Not egzactly. There are a number of Tocharian characteristics shared
with Western Celts that must date from the time they went East when
other Celts went West 6000 years ago. Along with the fabric arts we see
the similarity in bronze belt buckles, jewelry, and pottery.
> It may be a wonderful tradition, the practices may be valuable and
> worthwhile and personally sacred and all that good stuff, but
> "ancient" and based on "thousands of years" of oral tradition, that
> can't be confirmed, and is so highly unlikely that to claim it to be
> fact is just so much fantasy and self-delusion. *Even if it were
> true*, it is not verifiable, so if you are truly interested in
> experiencing the world as it really is rather than as you wish it
> would be, why engage in that sort of speculation to begin with? What
> difference does it make if what you call "Druidry" was passed down for
> thousands of years through oral tradition, or if it was created in the
> 1960's? Those aren't rhetorical questions. If you can't answer them,
> then you are unwilling to examine the nature of your own beliefs.
>
> The worth and usefulness of any philosophy and set of practices is not
> dependent on its lineage, it is dependent on how it applies to one's
> life personally, right now. I'm not merely picking on you or on
> modern Druids, I say the same thing to Wiccans, kabbalists, and anyone
> else who claims what they do is based on an ancient oral tradition.
> The question of whether it is or isn't an ancient tradition is
> irrelevant. The relevant question is why does it matter, and if it
> doesn't matter, why perpetuate unverifiable claims based on
> speculation (and wishful thinking)? Why? If you drop the 'ancient
> oral tradition' claim, does the philosophy lose its value? If so,
> what actually has value, the philosophy and practices themselves, or
> the personal (ego) satisfaction of doing something "ancient"?

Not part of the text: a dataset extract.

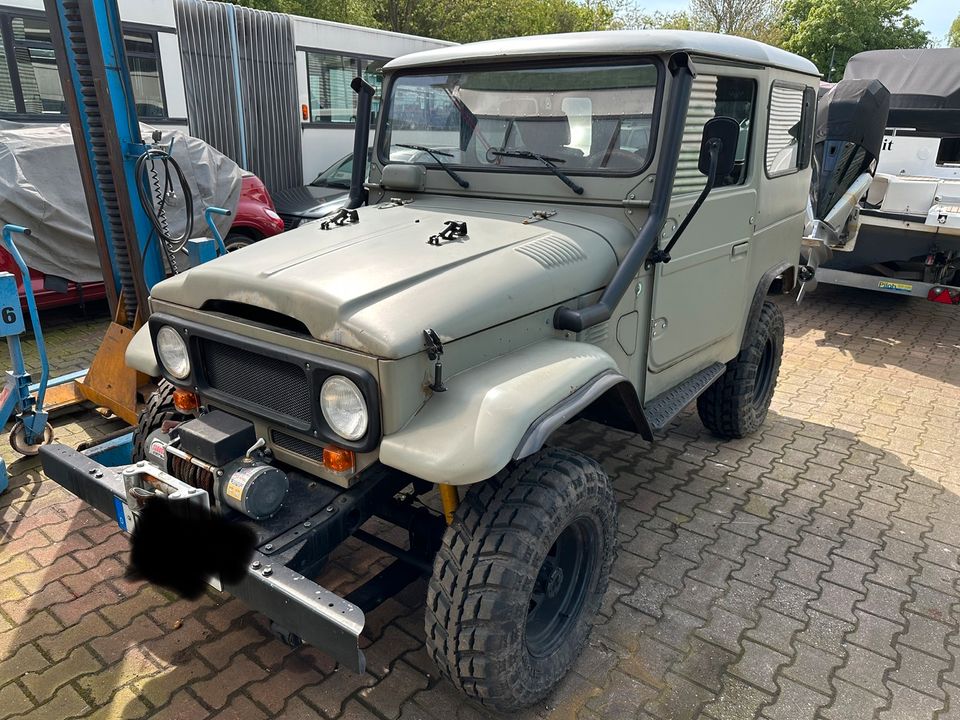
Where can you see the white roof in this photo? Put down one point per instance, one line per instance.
(616, 42)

The Aryans who went East, into the cattle business on the Steppes with
the world's first domestic horses took most of their culture with. We
see Tocharian is a centum language like all the other West Europeans,
not satem, like Sanskrit.
Moreover, the dry deserts of Central Asia preserved tons of texts that
were trucked out by British, French, and German expeditions 100 years
ago, which have mostly been ignored in European museum cellars because
of the wars and isolationist policy of Communism. But now, there is an
ongoing effort by the British and Chinese to put 100,000 jpgs of these
texts online. I've read the French have already published a collection
of "magic spells and herbal recipes" gleaned from these ancient texts.
This is the real McCoy, not some Druid or Wiccan fantasy. There's been a
lot found in the Kara Kum and Taklamakhan deserts. I read of a mailbag
found the Kara kum, with letters written on paper; posted in 331 AD. The
Silk Road has been in business a damn long time, and bandits just threw
the documents away in the sand when they hit a caravan. A lot of it is
still there waiting for sand dunes to move on over to expose them again.

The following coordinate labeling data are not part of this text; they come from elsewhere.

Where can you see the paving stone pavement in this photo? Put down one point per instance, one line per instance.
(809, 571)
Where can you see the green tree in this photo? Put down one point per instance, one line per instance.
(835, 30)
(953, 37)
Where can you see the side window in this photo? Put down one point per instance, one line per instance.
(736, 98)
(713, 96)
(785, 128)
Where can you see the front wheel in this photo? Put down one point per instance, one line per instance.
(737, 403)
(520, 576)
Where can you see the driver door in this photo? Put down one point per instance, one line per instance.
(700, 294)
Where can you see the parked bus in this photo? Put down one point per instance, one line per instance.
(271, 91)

As for philosophy, when the Chinese emperor Tang Tiazong sent Xuan Zang
to retrieve original Buddhist texts in the 7th century, Zang started out
his search thru documents in Kucha, spending 6 months there having
copies made and sent back. In the 1st millenium, and even before, Kucha
had been receiving books as part of Silk Road Trade, and engaged in the
business of making translations from among 20 different languages of
Buddhist, Taoist, Vedic, Confucian, Tibetan, Zoroastrian, Manichean, and
other spiritual traditions. And because of the cold dry desert there, a
lot of it has survived.
Right out of "Indiana Jones", in 1974, when Taoist monks were cleaning
out a Buddhist temple, they found a false wall and 30,000 scrolls. I do
not blame you for being skeptical of the fluff bunny crap sold at book
stores, but there are, in fact, original sources to look at.
Down at the bottom of
http://daybrown.org/artifax/artifax.html there are
jpgs of Silk Road merchants from the 5th century at Kucha. Even tho they
are dressed in Chinese silks, you see they are white guys.